July 14, 2014

A New U.S. Military Would Be an Army of Advisers

By John A. Nagl

The United States has an extraordinary ability to defeat any conventional armed force on the planet; our tanks, ships and planes will make short work of any enemy in frontal war. For that very reason, the enemies we face will not confront us in suicidal direct conflict; instead, they will fight us indirectly, as insurgents and terrorists. Waging war against us from amid the sea of innocent populations handcuffs our conventional strength and dooms us to fight grinding forever wars like those in Iraq and Afghanistan.

It's far better to have our friends and allies fight our terrorist and insurgent enemies than to do it ourselves. They have the local knowledge of human and geographic terrain, speak the language and understand the culture. But to fight effectively, foreign forces need American support, especially communications, intelligence and airpower. Without it, they will be less effective than they should be, and may even crumble under contact, as the Iraqi Armed Forces we spent billions of dollars training and equipping did recently.

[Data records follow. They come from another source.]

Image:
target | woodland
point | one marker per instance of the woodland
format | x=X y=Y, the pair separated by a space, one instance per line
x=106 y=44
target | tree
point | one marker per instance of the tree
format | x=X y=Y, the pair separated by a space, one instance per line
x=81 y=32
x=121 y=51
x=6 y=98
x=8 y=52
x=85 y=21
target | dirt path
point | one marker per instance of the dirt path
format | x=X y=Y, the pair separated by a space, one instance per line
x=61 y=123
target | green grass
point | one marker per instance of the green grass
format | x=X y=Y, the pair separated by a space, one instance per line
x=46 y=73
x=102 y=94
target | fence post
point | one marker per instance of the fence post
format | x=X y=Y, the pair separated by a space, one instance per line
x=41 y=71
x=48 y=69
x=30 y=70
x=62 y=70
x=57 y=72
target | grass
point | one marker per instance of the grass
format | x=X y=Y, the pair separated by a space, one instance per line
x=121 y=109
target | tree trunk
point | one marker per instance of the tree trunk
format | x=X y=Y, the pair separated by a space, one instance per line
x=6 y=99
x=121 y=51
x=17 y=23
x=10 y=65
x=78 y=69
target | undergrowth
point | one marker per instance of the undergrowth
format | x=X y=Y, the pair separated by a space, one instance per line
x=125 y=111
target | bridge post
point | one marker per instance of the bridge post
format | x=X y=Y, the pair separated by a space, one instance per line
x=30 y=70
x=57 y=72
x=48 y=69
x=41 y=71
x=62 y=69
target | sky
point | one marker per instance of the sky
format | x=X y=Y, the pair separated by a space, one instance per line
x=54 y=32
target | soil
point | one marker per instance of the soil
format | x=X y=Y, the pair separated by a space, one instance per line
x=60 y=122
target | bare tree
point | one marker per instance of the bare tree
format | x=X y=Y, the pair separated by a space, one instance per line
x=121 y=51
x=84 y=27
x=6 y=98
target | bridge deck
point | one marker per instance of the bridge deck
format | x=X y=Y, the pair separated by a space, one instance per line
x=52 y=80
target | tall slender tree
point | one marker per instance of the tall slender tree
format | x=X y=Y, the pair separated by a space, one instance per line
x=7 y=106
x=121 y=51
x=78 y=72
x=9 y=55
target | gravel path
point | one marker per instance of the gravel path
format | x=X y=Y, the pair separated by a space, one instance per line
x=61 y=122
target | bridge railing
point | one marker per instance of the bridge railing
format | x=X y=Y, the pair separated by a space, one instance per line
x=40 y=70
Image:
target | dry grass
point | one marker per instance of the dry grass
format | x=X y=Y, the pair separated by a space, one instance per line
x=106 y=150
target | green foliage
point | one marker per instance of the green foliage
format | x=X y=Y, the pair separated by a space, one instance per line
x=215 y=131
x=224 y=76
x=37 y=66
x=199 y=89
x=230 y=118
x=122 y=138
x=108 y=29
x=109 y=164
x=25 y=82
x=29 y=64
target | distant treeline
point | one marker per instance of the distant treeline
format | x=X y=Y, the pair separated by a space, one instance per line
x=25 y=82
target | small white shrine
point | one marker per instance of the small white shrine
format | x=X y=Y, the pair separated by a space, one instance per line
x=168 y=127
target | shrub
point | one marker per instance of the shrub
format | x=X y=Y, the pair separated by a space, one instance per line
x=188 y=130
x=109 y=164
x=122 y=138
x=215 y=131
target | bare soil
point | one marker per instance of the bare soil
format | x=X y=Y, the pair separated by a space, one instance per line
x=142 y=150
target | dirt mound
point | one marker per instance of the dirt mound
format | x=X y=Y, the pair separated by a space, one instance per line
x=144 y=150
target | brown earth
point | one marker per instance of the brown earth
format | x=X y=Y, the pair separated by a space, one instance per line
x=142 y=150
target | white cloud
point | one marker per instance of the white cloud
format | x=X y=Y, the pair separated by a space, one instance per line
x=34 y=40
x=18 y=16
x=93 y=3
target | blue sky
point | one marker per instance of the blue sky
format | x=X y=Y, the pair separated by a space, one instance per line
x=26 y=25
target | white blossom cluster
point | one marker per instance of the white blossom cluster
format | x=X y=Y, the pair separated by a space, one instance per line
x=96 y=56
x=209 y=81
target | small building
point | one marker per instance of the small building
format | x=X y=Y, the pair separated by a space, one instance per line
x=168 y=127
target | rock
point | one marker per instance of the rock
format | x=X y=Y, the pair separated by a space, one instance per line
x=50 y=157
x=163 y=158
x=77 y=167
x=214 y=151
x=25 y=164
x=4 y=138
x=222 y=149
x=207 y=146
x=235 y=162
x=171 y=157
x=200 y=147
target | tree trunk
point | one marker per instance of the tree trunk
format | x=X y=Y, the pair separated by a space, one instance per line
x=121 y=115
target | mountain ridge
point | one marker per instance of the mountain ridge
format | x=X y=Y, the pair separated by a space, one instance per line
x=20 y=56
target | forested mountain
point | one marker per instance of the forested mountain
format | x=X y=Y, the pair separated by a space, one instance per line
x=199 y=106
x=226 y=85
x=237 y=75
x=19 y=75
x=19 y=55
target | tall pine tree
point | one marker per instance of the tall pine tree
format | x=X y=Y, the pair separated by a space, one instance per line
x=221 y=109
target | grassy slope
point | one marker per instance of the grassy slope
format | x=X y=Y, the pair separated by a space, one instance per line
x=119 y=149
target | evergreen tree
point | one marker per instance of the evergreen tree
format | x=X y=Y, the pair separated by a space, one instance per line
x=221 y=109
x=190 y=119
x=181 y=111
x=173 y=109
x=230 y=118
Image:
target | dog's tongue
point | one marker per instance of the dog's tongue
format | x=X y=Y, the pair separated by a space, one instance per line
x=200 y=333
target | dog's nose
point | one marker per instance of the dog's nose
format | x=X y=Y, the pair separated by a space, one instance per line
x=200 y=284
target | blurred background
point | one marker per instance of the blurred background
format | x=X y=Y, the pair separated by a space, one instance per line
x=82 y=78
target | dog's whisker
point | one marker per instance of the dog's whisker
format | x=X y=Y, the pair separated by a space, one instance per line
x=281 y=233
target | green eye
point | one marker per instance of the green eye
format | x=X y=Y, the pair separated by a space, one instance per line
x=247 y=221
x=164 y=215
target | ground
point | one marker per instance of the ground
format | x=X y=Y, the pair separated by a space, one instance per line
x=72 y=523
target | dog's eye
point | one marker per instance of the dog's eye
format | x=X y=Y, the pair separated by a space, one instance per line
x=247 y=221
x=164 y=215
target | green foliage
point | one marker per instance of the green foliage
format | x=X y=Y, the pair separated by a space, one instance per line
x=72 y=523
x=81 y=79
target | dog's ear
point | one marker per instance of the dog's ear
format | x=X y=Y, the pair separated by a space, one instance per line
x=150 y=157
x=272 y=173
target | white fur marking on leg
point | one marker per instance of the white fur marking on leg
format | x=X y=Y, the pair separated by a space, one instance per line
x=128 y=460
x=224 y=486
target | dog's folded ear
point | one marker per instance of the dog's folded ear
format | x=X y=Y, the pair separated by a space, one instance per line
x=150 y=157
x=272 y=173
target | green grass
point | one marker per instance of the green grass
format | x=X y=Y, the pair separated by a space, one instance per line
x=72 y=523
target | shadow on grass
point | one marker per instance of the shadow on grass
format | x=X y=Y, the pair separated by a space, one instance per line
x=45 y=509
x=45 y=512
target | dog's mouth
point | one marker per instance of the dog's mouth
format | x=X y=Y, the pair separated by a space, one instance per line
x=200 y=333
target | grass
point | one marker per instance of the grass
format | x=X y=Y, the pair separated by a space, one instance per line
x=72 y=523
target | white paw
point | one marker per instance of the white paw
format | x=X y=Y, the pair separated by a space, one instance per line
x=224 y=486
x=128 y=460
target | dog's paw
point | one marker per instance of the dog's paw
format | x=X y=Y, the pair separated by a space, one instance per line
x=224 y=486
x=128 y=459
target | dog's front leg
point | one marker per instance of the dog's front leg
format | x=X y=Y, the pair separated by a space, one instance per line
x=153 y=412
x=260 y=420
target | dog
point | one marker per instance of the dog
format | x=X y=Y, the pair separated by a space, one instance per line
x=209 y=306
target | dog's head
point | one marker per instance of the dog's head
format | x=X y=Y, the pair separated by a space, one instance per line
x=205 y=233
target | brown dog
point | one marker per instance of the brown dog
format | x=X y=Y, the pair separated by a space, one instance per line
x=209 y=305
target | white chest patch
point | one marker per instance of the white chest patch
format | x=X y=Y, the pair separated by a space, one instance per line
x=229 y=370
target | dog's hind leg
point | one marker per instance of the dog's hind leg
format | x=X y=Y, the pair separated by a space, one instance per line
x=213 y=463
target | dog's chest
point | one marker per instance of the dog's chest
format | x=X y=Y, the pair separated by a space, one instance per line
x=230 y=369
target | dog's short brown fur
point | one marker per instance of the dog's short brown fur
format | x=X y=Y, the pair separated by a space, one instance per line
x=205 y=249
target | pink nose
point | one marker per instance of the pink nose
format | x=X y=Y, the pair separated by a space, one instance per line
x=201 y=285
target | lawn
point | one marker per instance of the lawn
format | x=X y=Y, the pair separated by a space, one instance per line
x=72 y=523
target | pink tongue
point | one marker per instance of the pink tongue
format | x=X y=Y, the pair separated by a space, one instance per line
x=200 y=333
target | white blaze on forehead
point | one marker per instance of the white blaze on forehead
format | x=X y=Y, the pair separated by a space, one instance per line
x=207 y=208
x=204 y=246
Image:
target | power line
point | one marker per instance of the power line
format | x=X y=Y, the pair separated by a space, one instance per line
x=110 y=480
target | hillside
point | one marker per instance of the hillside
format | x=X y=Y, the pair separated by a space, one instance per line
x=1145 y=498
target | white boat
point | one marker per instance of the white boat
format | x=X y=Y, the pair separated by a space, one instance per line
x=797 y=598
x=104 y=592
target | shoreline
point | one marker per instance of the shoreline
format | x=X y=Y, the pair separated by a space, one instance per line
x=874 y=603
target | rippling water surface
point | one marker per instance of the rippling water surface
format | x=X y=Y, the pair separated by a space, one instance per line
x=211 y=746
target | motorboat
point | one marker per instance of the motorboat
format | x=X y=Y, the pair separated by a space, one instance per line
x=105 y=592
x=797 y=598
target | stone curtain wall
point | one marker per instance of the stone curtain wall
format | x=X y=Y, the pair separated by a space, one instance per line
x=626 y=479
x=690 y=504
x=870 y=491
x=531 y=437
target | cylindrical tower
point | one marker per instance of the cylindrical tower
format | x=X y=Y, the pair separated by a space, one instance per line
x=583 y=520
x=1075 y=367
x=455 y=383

Our response to that disaster was to deploy a small force of advisers — sadly, too little, too late. It would have been far better to have left advisers with the Iraqi Army when our own combat forces departed. Properly trained in Arabic and in the skills of combat advising, they could have prevented the return of Islamist murderers to a country too many of my friends died in, wresting control from insurgents just a decade ago.